The present invention can provide a carrier excellent in sulfur poisoning resistance that can be produced industrially in large quantities, and further, when a catalyst using the carrier is used, the C1 component in the steam reforming reaction of hydrocarbon containing sulfur and This is very useful when producing a mixed gas of hydrogen.

Claims (3)

It is a composite oxide composed of at least aluminum and magnesium, has a BET specific surface area of 10 to 300 m ² / g, an average pore diameter of 300 mm or less, and a pore volume of 0.1 cm ³ / g or more. 1 or 2 or more types of active species selected from Ru, Rh, Ir, Pt, Pd, Co, Ni, Fe, and Ag having an average particle diameter of 1 to 15 nm a steam reforming catalyst supported metal, the molar ratio of magnesium element and aluminum element of the steam reforming catalyst (Mg: Al) is 1.2: 1 to 5: characterized by 1 Dearuko and Steam reforming catalyst.
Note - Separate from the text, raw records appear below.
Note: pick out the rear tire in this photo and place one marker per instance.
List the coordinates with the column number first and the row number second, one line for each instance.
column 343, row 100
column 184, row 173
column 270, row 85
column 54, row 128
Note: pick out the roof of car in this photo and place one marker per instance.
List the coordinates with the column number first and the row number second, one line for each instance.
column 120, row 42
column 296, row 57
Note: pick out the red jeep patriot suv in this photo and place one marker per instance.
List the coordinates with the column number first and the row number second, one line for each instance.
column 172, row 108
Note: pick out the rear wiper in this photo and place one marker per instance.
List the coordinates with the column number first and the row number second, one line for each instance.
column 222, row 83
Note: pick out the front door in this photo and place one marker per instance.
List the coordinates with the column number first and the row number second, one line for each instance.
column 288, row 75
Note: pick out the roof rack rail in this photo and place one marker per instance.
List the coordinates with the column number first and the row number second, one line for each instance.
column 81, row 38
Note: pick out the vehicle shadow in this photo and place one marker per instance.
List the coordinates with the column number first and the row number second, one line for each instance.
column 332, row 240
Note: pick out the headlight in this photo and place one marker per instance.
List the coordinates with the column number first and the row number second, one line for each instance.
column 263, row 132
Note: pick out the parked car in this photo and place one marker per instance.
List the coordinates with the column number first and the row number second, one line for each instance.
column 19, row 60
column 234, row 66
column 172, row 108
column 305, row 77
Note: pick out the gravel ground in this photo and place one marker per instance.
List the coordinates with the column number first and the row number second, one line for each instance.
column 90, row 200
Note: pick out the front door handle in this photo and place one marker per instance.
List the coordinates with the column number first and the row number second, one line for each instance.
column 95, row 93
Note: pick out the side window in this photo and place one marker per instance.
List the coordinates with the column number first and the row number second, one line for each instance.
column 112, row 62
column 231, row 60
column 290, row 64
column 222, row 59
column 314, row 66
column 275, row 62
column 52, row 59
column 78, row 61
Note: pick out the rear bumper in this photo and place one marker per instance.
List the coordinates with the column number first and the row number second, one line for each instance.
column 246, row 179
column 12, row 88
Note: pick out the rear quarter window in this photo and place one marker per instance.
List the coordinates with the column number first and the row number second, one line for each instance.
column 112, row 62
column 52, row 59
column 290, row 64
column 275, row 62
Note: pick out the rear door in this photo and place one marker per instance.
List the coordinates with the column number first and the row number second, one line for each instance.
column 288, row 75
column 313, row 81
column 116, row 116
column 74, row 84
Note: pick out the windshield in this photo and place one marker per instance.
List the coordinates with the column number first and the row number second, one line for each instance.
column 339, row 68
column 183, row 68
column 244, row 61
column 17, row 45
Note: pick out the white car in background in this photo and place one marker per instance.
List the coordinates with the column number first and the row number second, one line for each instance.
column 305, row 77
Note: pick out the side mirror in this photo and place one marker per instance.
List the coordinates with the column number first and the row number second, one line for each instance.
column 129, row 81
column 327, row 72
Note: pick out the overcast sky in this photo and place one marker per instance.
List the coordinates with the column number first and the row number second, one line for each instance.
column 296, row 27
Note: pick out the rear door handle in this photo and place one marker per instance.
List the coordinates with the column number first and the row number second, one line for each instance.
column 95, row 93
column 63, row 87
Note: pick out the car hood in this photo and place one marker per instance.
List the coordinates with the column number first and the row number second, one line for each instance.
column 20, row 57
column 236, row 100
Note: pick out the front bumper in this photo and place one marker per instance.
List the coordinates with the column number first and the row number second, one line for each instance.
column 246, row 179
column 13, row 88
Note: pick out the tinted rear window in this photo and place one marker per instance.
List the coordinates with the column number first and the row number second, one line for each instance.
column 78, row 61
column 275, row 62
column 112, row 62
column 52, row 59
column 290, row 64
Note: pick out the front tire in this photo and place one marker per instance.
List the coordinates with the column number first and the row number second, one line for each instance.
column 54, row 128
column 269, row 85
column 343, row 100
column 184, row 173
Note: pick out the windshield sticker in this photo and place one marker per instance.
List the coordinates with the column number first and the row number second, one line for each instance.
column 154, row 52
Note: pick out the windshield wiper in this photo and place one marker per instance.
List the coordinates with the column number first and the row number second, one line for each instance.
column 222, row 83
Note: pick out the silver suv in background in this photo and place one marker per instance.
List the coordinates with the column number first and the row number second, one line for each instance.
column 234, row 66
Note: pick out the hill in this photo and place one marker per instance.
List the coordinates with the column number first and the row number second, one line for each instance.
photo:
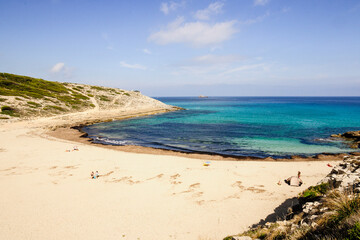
column 23, row 97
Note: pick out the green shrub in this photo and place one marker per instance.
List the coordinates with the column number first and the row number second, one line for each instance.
column 98, row 88
column 80, row 96
column 57, row 108
column 33, row 104
column 315, row 191
column 6, row 108
column 345, row 206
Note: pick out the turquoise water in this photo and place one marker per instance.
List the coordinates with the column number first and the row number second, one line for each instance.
column 240, row 126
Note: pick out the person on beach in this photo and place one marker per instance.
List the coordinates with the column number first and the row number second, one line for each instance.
column 294, row 181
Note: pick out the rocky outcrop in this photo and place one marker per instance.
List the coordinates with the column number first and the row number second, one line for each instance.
column 309, row 219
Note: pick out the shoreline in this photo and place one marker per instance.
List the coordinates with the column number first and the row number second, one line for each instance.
column 74, row 133
column 170, row 193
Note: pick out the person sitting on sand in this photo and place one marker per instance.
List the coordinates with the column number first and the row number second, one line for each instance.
column 294, row 181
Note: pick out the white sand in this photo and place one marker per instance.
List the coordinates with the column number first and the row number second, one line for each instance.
column 47, row 193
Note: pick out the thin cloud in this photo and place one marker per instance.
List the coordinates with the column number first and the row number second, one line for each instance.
column 212, row 9
column 245, row 67
column 210, row 59
column 195, row 33
column 167, row 7
column 132, row 66
column 261, row 2
column 256, row 20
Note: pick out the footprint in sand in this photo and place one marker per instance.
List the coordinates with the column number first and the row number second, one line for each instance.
column 127, row 180
column 255, row 190
column 238, row 184
column 192, row 188
column 173, row 179
column 157, row 176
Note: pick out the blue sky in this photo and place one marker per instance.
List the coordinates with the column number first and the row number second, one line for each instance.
column 187, row 47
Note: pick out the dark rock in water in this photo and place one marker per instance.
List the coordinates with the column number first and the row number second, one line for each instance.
column 352, row 136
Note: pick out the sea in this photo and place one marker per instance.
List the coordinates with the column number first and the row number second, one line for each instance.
column 260, row 127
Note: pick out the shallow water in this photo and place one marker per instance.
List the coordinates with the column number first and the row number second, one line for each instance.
column 240, row 126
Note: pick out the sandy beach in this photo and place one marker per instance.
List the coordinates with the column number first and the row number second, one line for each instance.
column 47, row 192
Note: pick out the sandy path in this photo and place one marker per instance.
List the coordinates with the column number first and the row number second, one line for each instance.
column 46, row 192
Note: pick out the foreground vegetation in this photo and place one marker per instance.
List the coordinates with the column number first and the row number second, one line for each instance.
column 26, row 97
column 329, row 210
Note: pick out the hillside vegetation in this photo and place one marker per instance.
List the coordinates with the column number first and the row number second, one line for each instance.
column 329, row 210
column 27, row 97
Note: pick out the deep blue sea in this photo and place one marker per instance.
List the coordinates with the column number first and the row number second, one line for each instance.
column 240, row 126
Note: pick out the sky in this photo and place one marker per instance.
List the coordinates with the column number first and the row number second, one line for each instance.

It is a composite oxide composed of at least aluminum and magnesium, has a BET specific surface area of 10 to 300 m ² / g, an average pore diameter of 300 mm or less, and a pore volume of 0.1 cm ³ / g or more. A porous carrier of a steam reforming catalyst, and at least one element selected from rare earth elements including silicon, zirconium, cerium, titanium, aluminum, yttrium and scandium, group Ia elements and group IIa elements A mixture of oxide, hydroxide, carbonate or hydrated oxide, wherein the Mg content of the mixture is 20 to 50 wt% in terms of Mg, and the mixture has a Ru having an average particle size of 1 to 15 nm. , Rh, Ir, Pt, Pd, Co, Ni, Fe, Ag, a steam reforming catalyst carrying one or more active species metals selected from Ag , A steam reforming catalyst, wherein the steam reforming catalyst has a molar ratio (Mg: Al) of magnesium element to aluminum element of 1.2: 1 to 5: 1 . A reaction mixed gas comprising a gas or liquid hydrocarbon raw material decomposed using the steam reforming catalyst according to claim 1 or 2 to obtain a reaction mixed gas mainly comprising a C1 component and hydrogen. Manufacturing method.